Though a diverse amount of work has been performed under blood pressure estimation using deep learning, comparison across the established works remains a difficult task. The main reason for the incongruity is the inconsistent evaluation criteria followed by most of the proposed methodologies. Several works proposed, develop a proprietary dataset of their own and evaluate their work suited to their dataset parameters. This poses an issue considering the number of subjects considered by proprietary datasets tends to be very few compared to public datasets. The requirement of a public dataset is satisfied by the MIMIC database. Although appreciable work is done on MIMIC-II for blood pressure estimation, different works lack a general norm on the number of subjects and the evaluation parameters being used.
Prevalent non-invasive BP estimation procedures require extensive feature engineering associated with PPG and/or other signals.

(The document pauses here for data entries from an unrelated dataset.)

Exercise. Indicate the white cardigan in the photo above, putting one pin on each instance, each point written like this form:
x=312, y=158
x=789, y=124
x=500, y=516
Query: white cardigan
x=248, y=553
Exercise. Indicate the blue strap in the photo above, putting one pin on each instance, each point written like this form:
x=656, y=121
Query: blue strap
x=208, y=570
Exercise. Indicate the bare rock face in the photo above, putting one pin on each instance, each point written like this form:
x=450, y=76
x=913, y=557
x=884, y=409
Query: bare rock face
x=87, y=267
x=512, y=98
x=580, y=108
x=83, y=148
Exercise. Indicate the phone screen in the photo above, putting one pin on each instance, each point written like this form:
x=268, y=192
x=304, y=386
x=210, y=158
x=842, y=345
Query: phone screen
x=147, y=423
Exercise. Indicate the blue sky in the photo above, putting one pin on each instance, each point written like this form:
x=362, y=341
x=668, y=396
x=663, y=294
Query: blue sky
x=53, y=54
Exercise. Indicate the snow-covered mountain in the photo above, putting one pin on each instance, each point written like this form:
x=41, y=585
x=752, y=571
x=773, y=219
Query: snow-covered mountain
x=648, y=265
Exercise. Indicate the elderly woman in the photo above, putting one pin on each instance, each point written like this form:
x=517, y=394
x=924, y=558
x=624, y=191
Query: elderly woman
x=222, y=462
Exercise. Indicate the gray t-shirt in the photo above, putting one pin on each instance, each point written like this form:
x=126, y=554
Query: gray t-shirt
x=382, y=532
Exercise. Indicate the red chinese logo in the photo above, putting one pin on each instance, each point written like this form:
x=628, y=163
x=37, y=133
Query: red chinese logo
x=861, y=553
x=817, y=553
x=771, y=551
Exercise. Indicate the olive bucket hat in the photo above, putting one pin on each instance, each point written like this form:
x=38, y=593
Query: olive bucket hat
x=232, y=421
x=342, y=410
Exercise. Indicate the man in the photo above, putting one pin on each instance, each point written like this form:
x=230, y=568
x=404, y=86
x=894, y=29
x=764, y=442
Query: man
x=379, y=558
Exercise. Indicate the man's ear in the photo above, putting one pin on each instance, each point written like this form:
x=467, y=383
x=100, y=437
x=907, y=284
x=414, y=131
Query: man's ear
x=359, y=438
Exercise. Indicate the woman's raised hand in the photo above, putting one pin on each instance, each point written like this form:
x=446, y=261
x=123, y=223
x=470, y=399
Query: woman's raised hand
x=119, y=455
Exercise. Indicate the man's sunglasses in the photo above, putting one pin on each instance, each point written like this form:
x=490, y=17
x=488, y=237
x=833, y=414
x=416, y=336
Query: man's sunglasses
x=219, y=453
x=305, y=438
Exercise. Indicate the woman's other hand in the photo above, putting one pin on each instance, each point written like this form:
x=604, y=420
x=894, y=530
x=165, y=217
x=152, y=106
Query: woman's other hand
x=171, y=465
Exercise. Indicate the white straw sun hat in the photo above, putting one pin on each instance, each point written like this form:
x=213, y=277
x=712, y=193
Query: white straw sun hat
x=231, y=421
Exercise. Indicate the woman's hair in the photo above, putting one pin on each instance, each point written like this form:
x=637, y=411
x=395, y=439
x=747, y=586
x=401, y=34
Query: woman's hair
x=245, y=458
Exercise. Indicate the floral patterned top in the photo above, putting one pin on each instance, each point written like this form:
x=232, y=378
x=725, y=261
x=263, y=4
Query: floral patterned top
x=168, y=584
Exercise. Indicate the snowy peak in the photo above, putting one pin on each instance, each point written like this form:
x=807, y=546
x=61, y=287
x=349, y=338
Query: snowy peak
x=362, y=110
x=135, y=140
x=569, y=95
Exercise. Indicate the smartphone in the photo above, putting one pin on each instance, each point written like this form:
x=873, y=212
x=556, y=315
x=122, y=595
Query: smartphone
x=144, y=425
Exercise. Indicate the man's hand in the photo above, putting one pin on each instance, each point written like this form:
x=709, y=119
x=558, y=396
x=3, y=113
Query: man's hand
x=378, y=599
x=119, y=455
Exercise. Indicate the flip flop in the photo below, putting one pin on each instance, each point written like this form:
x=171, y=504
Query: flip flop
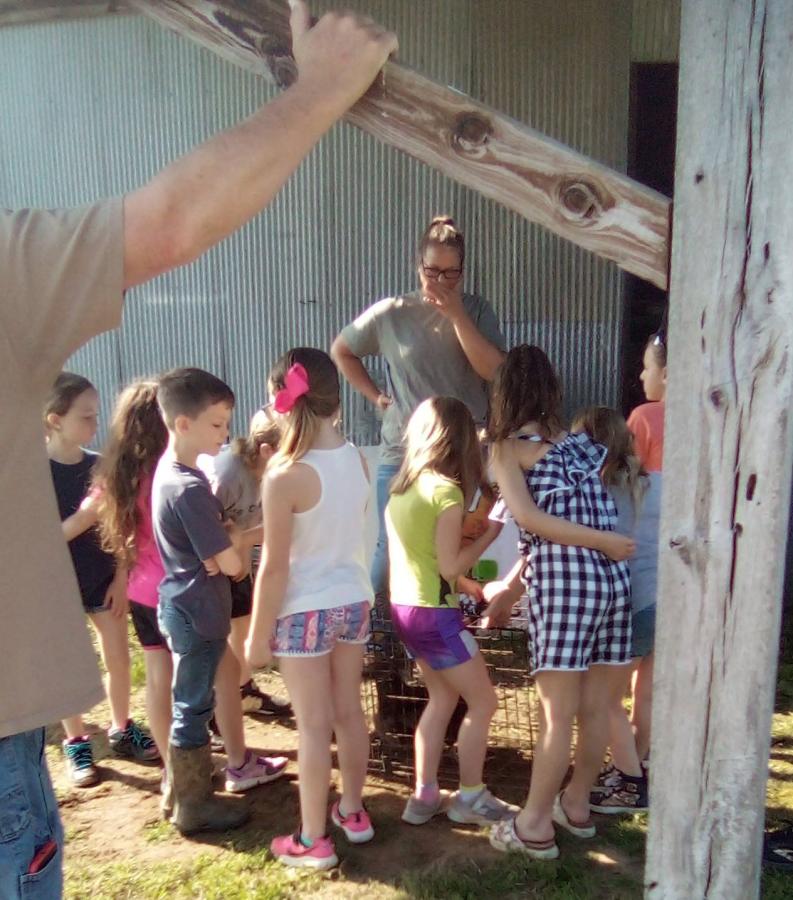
x=504, y=836
x=579, y=829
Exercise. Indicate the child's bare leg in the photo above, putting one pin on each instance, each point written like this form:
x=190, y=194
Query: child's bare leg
x=239, y=632
x=114, y=647
x=228, y=708
x=349, y=723
x=305, y=678
x=621, y=737
x=601, y=687
x=641, y=715
x=73, y=727
x=159, y=675
x=559, y=696
x=472, y=682
x=431, y=728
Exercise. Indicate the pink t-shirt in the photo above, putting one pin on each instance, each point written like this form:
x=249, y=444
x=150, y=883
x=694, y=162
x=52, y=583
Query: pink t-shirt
x=147, y=573
x=647, y=424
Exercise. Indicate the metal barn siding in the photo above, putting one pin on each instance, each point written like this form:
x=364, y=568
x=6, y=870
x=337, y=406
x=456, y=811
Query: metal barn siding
x=125, y=97
x=656, y=31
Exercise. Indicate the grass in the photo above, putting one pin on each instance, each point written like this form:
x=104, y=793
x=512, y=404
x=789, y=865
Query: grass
x=609, y=868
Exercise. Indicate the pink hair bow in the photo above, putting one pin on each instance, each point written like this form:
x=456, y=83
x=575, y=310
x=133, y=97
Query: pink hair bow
x=295, y=385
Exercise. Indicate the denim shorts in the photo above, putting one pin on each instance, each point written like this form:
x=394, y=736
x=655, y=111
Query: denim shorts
x=643, y=632
x=29, y=822
x=438, y=636
x=317, y=632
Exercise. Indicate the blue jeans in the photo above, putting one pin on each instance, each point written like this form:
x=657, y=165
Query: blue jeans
x=195, y=663
x=379, y=573
x=28, y=820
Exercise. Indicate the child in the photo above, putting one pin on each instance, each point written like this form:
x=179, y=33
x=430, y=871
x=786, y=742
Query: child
x=138, y=438
x=441, y=471
x=236, y=481
x=313, y=597
x=195, y=605
x=647, y=420
x=70, y=418
x=579, y=606
x=622, y=787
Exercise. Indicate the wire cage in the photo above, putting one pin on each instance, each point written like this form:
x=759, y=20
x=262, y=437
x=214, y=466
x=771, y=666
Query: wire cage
x=394, y=698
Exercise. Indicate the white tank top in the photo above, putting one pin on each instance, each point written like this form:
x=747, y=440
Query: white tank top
x=327, y=559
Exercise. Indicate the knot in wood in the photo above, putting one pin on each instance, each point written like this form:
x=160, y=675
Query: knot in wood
x=579, y=200
x=278, y=58
x=471, y=132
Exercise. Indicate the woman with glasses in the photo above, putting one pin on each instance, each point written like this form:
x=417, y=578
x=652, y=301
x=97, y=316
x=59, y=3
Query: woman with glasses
x=436, y=341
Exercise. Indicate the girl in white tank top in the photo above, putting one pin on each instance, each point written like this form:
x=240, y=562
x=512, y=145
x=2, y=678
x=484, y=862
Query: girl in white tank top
x=313, y=597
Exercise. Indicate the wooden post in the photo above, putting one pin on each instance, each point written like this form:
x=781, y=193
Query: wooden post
x=729, y=450
x=573, y=196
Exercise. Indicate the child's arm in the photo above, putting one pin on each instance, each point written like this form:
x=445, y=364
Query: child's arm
x=501, y=596
x=271, y=579
x=116, y=599
x=86, y=517
x=512, y=484
x=454, y=560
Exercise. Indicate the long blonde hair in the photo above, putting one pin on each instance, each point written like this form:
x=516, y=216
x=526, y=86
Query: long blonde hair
x=137, y=439
x=622, y=467
x=441, y=437
x=299, y=427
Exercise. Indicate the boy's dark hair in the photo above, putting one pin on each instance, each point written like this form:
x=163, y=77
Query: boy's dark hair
x=188, y=392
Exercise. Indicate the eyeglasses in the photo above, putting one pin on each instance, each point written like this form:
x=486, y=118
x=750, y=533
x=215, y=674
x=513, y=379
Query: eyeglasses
x=437, y=274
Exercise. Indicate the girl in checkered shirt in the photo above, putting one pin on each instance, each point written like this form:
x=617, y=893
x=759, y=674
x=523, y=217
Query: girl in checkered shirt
x=579, y=596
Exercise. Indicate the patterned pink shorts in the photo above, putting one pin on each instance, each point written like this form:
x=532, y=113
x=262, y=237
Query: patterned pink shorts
x=317, y=632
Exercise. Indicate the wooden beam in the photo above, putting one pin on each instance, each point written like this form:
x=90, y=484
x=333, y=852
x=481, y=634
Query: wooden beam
x=729, y=451
x=30, y=11
x=573, y=196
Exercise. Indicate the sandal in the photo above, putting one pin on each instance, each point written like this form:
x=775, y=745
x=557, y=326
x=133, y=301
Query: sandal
x=504, y=836
x=579, y=829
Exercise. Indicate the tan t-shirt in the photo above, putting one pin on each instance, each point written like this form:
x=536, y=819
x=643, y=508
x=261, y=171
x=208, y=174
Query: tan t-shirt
x=61, y=283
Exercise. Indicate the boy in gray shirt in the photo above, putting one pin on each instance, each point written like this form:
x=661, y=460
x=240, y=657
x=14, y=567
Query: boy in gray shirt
x=194, y=610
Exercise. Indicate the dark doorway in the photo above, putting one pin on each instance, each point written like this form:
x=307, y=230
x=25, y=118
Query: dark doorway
x=651, y=160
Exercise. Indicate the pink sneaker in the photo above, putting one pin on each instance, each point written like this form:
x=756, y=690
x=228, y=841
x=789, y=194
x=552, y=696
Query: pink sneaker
x=357, y=827
x=255, y=770
x=289, y=850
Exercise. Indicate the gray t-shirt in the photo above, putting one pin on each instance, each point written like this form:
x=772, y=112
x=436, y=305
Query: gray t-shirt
x=644, y=529
x=423, y=358
x=188, y=529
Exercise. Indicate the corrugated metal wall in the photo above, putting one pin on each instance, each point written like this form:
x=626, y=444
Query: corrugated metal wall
x=91, y=108
x=656, y=30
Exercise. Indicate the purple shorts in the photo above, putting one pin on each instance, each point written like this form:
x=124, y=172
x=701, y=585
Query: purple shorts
x=436, y=635
x=317, y=632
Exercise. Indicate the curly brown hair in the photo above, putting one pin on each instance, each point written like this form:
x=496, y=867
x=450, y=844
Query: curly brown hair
x=525, y=389
x=137, y=439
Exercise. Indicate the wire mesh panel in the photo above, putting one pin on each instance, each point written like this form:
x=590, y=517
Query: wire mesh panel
x=394, y=698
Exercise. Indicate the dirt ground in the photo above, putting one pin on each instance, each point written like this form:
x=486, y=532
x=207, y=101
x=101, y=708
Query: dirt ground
x=119, y=820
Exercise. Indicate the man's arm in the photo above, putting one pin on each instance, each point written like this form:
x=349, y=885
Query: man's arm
x=208, y=194
x=355, y=372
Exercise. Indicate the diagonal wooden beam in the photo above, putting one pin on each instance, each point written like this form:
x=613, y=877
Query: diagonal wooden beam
x=25, y=12
x=587, y=203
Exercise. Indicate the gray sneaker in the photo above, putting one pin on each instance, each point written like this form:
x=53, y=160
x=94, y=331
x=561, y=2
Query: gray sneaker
x=484, y=810
x=418, y=813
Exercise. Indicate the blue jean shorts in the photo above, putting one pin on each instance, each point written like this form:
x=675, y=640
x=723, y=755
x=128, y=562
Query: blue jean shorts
x=31, y=837
x=316, y=633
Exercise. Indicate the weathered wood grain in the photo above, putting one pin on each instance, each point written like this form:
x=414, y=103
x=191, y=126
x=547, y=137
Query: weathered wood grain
x=573, y=196
x=729, y=451
x=22, y=13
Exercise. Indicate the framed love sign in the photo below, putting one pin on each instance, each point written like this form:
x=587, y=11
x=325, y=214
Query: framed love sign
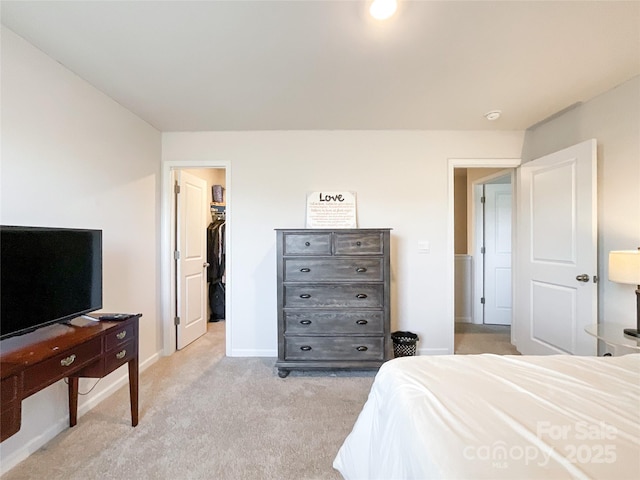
x=331, y=210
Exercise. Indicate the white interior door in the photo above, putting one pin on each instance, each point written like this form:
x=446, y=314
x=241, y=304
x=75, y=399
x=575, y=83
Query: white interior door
x=497, y=256
x=556, y=294
x=191, y=245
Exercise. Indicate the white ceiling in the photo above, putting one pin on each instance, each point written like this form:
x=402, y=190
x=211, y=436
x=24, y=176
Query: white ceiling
x=302, y=64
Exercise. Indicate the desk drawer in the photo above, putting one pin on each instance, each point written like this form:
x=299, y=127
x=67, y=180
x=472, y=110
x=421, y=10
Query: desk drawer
x=334, y=348
x=334, y=296
x=60, y=366
x=119, y=356
x=9, y=389
x=333, y=269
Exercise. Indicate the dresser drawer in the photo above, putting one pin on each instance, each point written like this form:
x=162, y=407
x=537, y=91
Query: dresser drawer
x=333, y=269
x=336, y=296
x=334, y=348
x=358, y=244
x=307, y=244
x=120, y=335
x=60, y=366
x=309, y=322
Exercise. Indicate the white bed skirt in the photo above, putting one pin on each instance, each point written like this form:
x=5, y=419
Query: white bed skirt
x=498, y=417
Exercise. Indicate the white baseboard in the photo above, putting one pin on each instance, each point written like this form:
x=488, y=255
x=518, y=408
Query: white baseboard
x=434, y=351
x=243, y=352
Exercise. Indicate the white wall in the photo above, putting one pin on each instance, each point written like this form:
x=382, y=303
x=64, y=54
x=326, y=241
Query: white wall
x=401, y=182
x=613, y=119
x=72, y=157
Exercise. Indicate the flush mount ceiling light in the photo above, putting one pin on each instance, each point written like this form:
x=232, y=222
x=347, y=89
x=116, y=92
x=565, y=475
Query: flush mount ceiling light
x=383, y=9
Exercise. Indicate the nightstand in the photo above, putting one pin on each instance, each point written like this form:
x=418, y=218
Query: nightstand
x=613, y=335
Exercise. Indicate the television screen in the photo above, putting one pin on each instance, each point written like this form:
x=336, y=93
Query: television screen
x=47, y=275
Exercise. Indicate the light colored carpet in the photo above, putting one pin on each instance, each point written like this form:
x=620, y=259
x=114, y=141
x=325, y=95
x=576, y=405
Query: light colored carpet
x=471, y=338
x=206, y=416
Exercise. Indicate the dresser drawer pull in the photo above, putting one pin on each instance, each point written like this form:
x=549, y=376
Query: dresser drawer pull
x=65, y=362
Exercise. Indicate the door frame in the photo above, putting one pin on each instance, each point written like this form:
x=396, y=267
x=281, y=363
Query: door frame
x=166, y=262
x=478, y=222
x=454, y=163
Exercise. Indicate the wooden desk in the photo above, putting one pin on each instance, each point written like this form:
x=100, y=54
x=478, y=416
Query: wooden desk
x=82, y=348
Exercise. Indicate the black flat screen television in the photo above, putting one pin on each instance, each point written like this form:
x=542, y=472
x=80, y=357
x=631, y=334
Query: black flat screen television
x=47, y=275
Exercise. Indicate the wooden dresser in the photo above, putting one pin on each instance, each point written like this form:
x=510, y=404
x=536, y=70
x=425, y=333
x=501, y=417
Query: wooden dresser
x=81, y=348
x=333, y=299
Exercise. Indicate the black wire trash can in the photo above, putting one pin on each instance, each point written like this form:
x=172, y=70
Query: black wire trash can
x=404, y=344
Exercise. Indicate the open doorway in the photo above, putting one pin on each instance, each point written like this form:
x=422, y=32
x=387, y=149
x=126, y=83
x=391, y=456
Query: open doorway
x=193, y=302
x=482, y=215
x=200, y=256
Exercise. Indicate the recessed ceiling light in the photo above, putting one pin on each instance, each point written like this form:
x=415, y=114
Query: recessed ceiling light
x=383, y=9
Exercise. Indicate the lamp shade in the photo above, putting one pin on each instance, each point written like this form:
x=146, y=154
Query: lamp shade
x=624, y=266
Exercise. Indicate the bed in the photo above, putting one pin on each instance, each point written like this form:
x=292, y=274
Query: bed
x=498, y=417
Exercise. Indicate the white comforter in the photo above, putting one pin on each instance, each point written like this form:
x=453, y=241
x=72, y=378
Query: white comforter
x=491, y=417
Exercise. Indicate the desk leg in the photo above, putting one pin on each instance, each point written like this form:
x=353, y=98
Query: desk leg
x=73, y=401
x=133, y=389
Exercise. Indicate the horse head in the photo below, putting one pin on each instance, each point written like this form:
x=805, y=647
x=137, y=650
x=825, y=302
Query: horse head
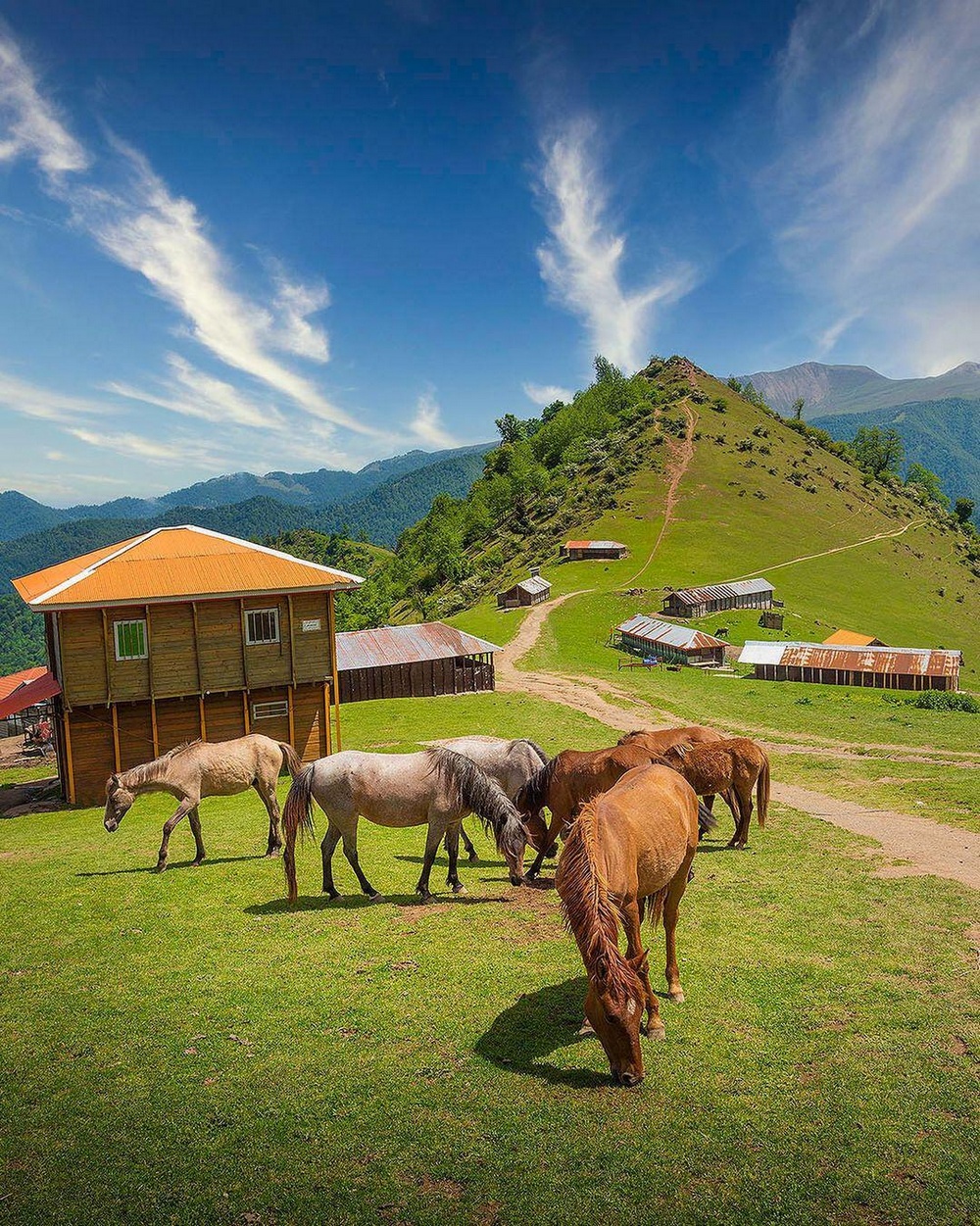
x=614, y=1010
x=118, y=804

We alleviate this problem by proposing a Deep Learning based solution to be deployed on resource-constrained devices. In this paper, we develop a U-Net architecture that performs signal-to-signal translation from PPG signal to ABP signal to estimate SBP and DBP values. We further benchmark the inference time of our model on a resource-constrained Raspberry Pi 4 device to validate its application on an embedded or edge platform. Although the performance of BP-Net is comparable to the existing well-known approaches, it can further be improved by increasing the number of subjects taken for experimentation.